Il y’a une absence cruelle de formation professionnelle pour les adultes.

En conclusion, les conditions générales de détention à la prison civile de Gabode sont globalement acceptables.

2. Respect des délais de garde à vue

Le 17 juin 2020, sur la base des registres de détention ténus dans les deux lieux de détention visités (Commissariat du Héron, Brigade de Gendarmerie d’Ambouli) les délais de garde à vue sont respectés.

3. Cas de M. Fouad Youssouf Ali

Lors d’un entretien que la CNDH a eu avec M. Fouad Youssouf Ali le 09 juin 2020 dans la cour de la prison de Gabode, ce dernier a déclaré que:

• Son état de santé était satisfaisant ;

• Il souffre d’allergie cutanée depuis août 2019 et que ses plaies aux jambes sont dues à cela ;

• Il n’a fait l’objet d’aucun mauvais traitement ;

• Il est assisté d’un avocat en la personne de Me Zakaria Abdillahi ;

• Il reçoit la visite de ses proches depuis le 07 juin 2020.

4. Monitoring à Ali Sabieh le 21 juin 2020.

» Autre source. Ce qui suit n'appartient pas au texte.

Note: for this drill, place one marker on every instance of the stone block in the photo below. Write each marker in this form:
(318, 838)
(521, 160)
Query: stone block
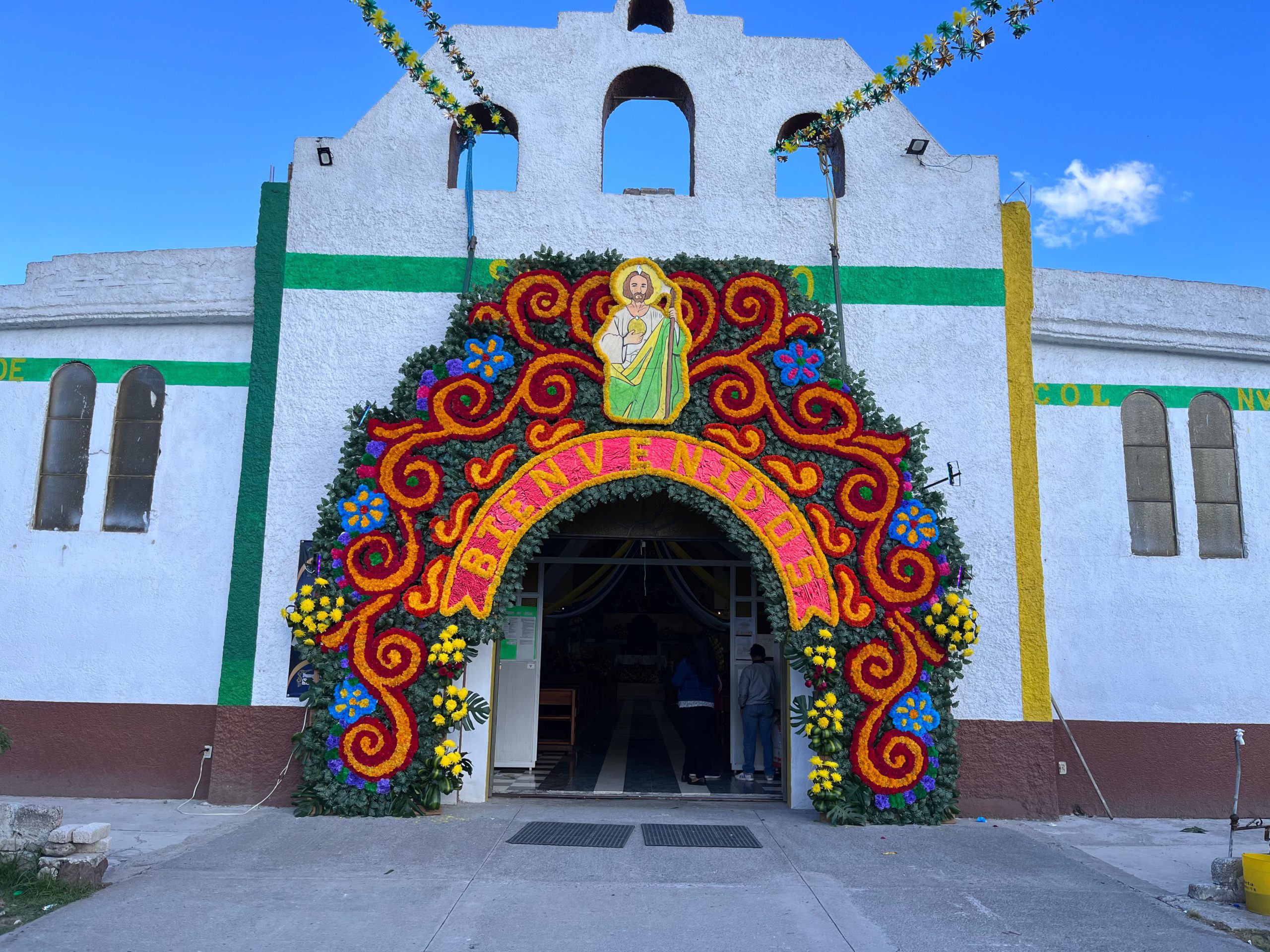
(36, 822)
(91, 832)
(80, 870)
(63, 834)
(1228, 871)
(1212, 892)
(102, 846)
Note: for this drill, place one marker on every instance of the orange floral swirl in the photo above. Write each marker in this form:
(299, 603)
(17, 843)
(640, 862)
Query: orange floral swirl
(535, 296)
(398, 466)
(446, 530)
(892, 761)
(425, 598)
(541, 436)
(746, 442)
(835, 540)
(700, 302)
(483, 474)
(394, 569)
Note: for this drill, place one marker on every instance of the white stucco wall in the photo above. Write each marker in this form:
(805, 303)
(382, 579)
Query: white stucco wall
(385, 193)
(1132, 638)
(125, 617)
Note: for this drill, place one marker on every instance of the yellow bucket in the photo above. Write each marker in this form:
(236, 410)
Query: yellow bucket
(1257, 883)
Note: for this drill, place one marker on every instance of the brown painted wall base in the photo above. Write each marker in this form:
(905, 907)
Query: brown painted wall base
(1162, 770)
(63, 749)
(252, 747)
(1008, 770)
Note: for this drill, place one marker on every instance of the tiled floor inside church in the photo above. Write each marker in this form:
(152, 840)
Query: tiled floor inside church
(631, 748)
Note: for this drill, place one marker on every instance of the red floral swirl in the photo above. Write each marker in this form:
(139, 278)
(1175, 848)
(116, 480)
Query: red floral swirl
(890, 761)
(700, 304)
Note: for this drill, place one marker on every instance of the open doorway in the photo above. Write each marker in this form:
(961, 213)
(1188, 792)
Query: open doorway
(586, 702)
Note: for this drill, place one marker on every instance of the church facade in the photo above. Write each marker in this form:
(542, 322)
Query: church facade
(182, 413)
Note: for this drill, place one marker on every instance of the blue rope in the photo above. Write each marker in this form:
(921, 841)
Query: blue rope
(470, 148)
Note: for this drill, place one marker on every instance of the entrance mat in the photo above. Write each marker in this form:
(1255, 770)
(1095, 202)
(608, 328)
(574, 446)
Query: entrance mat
(540, 833)
(666, 834)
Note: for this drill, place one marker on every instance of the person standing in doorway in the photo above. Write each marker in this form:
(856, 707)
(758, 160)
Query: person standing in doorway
(698, 679)
(758, 695)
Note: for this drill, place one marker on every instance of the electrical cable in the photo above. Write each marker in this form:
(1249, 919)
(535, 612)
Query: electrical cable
(202, 761)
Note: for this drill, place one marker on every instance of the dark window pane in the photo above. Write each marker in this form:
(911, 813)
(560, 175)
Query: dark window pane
(1151, 529)
(127, 504)
(135, 448)
(60, 503)
(73, 393)
(66, 447)
(141, 395)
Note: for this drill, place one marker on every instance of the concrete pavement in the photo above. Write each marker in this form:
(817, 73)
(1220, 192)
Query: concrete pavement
(270, 881)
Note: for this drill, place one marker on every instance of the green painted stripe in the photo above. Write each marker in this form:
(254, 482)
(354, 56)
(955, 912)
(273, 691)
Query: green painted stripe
(176, 373)
(238, 660)
(1173, 398)
(959, 287)
(382, 273)
(964, 287)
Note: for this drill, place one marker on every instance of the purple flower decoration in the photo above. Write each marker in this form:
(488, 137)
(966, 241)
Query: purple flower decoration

• La manifestation a eu lieu de manière spontanée le 05 juin 2020 à Ali Sabieh à la sortie de la prière du Vendredi vers 13h30. Elle a réuni 400 à 500 manifestants ;

• Des gens malintentionnés dont des anciens militaires s’y sont immiscés et ont profité pour saccager des biens publics ;

• Des dégâts matériels importants ont été occasionnés notamment l’Agence BCIMR a été incendiée et les locaux du Cadi ont été saccagés : Des registres et des documents importants y ont été brulés ;

• Les forces de l’ordre qui sont intervenues étaient au nombre de 57 agents. Ils ont fait usage de gaz lacrymogène et des balles caoutchouc

• Aucun mort n’est à déplorer ;

• 09 personnes civiles ont été blessées dont les 04 les plus graves ont reçu des projectiles non létaux ;

• A ce jour, tous les 04 sont guéris. Le cas le plus grave d’entre eux qui est le Responsable de l’Agence BCIMR a repris son travail depuis le 29 juin 2020 ;

• Sur les 24 manifestants déferrés au parquet, aucune femme ni aucun mineur n’y figure. Seuls 08 sont détenus à la prison de Gabode pour ouverture d’information devant le juge d’instruction et 08 autres sont en appel. Tous les autres sont relaxés.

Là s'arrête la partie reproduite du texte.